Restorative powers of the sea
I grab a coffee and watch the sun push the stars aside, feeling completely relaxed and at one with the world again. The ocean has restored me. It’s taken a while to shake the exhaustion that comes with depleted batteries. You know that feeling: when you wake up more tired after a night’s sleep than when you went to bed.
That was the reality when we set out, for leaving took more out of us than we could have imagined. Breaking away from a life is tough; many things need addressing that you couldn’t foresee. They’re often small things, but when added up they’re significant and draining.
Like Gulliver tied down in Lilliput, we are bound by thousands of unseen ties and they all need severing, emotionally and practically.
The kids, parents and close friends are the fabric of our life. Are we being selfish? Our house needs to be sold. It all needs thinking about and squaring away.

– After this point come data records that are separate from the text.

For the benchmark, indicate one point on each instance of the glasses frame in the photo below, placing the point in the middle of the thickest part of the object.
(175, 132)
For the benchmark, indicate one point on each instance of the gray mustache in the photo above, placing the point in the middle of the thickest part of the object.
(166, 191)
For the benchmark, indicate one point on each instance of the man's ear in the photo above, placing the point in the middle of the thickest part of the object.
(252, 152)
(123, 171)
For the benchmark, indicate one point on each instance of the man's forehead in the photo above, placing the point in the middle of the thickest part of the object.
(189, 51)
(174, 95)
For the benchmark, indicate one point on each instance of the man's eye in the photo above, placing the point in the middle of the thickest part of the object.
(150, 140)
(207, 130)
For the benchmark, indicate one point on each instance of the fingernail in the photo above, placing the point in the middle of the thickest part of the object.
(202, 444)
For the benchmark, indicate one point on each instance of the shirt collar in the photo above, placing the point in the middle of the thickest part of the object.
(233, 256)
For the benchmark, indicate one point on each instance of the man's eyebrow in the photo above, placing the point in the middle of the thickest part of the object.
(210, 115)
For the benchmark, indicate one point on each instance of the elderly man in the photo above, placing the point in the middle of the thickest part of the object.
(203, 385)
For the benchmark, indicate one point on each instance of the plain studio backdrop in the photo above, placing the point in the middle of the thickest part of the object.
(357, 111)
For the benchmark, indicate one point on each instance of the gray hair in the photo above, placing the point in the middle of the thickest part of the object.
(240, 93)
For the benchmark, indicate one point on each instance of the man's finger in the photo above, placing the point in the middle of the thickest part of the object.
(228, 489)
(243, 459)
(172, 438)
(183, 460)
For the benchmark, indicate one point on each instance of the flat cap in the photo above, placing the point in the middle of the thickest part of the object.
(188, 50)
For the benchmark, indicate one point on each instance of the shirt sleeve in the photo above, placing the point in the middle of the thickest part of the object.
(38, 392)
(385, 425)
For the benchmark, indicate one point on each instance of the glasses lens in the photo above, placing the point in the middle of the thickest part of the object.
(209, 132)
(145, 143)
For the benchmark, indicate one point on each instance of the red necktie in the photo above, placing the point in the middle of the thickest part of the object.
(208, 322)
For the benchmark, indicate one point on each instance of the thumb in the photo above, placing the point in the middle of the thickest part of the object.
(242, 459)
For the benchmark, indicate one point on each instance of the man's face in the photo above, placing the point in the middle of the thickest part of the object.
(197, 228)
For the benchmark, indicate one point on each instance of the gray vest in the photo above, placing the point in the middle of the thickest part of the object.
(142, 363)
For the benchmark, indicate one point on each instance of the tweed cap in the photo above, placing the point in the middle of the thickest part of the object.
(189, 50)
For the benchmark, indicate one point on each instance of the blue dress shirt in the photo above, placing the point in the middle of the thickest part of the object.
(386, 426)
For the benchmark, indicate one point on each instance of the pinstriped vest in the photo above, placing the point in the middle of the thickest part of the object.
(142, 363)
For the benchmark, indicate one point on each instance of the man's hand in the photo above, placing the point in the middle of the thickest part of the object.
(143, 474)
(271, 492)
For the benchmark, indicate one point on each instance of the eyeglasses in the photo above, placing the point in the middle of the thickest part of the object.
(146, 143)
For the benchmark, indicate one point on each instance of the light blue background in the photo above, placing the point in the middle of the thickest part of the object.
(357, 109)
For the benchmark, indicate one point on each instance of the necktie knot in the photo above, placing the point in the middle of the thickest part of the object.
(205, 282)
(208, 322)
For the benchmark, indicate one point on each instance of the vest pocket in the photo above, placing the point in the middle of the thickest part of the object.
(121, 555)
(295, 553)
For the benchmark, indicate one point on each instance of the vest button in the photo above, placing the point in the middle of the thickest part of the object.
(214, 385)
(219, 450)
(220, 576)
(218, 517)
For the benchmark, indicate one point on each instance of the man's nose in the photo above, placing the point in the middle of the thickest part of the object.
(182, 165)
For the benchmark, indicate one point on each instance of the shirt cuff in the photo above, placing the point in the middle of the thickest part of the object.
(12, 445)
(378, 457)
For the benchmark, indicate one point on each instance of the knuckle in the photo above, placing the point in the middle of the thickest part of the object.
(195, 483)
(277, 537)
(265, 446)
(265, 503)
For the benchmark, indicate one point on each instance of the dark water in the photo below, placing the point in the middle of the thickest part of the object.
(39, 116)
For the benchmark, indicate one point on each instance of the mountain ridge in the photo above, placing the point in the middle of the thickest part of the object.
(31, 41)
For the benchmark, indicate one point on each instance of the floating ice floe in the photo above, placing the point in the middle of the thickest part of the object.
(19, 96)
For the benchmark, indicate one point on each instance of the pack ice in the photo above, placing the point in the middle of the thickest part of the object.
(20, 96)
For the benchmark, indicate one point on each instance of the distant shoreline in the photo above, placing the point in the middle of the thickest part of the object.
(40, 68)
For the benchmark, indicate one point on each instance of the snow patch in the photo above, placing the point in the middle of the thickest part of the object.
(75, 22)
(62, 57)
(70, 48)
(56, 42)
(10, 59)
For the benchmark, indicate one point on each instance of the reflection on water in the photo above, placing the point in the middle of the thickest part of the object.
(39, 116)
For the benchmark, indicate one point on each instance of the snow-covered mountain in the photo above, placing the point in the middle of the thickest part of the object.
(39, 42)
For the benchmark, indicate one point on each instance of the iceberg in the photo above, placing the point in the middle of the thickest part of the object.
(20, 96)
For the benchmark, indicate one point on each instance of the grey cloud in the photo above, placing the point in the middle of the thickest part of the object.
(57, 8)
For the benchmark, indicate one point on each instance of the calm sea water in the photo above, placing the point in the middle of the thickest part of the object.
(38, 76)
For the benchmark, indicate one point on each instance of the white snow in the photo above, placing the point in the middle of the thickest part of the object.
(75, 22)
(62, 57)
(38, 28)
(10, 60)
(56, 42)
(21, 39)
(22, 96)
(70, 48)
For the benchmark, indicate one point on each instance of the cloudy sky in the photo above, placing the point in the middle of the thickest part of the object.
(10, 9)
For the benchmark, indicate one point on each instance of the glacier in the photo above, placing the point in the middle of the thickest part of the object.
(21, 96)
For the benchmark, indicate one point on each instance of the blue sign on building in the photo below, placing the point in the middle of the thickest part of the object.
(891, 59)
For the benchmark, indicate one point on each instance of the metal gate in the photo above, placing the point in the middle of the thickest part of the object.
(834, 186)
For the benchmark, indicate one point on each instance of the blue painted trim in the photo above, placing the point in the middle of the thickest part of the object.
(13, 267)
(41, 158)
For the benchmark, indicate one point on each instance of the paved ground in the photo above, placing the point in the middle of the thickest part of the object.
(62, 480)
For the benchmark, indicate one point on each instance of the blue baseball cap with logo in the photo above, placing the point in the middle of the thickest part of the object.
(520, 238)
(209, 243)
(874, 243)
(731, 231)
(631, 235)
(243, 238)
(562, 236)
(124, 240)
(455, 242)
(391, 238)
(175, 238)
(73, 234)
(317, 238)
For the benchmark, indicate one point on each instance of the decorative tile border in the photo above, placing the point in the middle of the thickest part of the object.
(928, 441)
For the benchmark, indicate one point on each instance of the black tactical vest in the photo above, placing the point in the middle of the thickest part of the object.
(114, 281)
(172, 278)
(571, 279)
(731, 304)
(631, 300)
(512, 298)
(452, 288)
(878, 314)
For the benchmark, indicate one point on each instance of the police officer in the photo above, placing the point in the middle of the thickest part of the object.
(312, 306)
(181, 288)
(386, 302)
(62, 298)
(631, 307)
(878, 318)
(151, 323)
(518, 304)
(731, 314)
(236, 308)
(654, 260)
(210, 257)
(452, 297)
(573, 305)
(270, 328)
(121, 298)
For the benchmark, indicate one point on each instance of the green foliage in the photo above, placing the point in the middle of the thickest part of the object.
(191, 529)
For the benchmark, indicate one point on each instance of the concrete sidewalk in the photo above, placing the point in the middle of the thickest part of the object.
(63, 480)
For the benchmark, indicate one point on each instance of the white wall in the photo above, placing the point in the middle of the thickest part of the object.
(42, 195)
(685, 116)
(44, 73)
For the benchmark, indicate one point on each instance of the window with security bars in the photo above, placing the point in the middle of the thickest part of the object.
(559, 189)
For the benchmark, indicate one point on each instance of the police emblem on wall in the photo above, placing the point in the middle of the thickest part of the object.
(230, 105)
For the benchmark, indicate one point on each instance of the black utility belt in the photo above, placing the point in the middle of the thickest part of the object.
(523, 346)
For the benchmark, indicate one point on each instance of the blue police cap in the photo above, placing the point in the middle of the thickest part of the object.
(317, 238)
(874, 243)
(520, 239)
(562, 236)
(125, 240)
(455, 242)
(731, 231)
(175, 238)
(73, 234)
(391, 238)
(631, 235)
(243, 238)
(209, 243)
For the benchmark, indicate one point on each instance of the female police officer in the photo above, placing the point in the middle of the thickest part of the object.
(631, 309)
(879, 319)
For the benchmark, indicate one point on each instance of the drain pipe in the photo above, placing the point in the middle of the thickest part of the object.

Although this is our trip it’s also a family event, with the kids queuing up to parachute in. They can join this five-year adventure whenever and wherever they fancy. We will pop home for at least a month a year and, modern communications mean that it’s not quite like my parents had to endure when our family emigrated to Australia when I was a child.
It’s another lovely day. Dolphins welcome the dawn and we have had a tern circling the boat as it eyes up a perch but can’t quite build up the courage to go for it. It has an aerodynamic beauty enhanced by a delicate streamer tail – we have a book on ocean birds and the time to read it.
Lunch is served and suddenly there’s a big spout in our wake, close enough to hear. The thrill is off the scale and we dance about in excitement. It’s a couple of 30ft minke whales. They’re known to be inquisitive and are very nosey. They stay with us for a couple of days, coming to within feet of the hull and at times swimming with their heads out of the water as if checking out the topsides. The ocean isn’t as lonely as you might think.
But come the end we’re ready to stop, so I shout “Land ho!” with great gusto as Antigua rises ahead of us out of the haze.
We’ve timed it perfectly. We arrive late afternoon and as we turn towards Falmouth Harbour we can smell the scent of an exotic island like perfume after so long at sea. We pick up a mooring, crack open a bottle of champagne, revel in the companionable silence, the stillness, the lifting of 24-hour responsibility. It’s a magic moment as the sun sets behind the bay.
Special things in life must be earned and the toil has been a pleasure. Not a single cross word has been spoken. I think we’ll take to this new life. And lying ahead of us now there is so much to see.
About the author
Pete Goss is a former Royal Marine and adventurer who has competed in the OSTAR, TWOSTAR, been a skipper in the British Steel Challenge round the world race, the Vendée Globe, Transat Jaques Vabre and the Route du Rhum.
He built the lugger Spirit of Mystery and sailed her from the UK to Australia, and has kayaked round Tasmania, led four expeditions to the North Pole, and is an Associate Fellow at Saïd Business School, Oxford University. But most importantly, he says, he is husband to Tracey and father to Alex, Olivia and Eliot.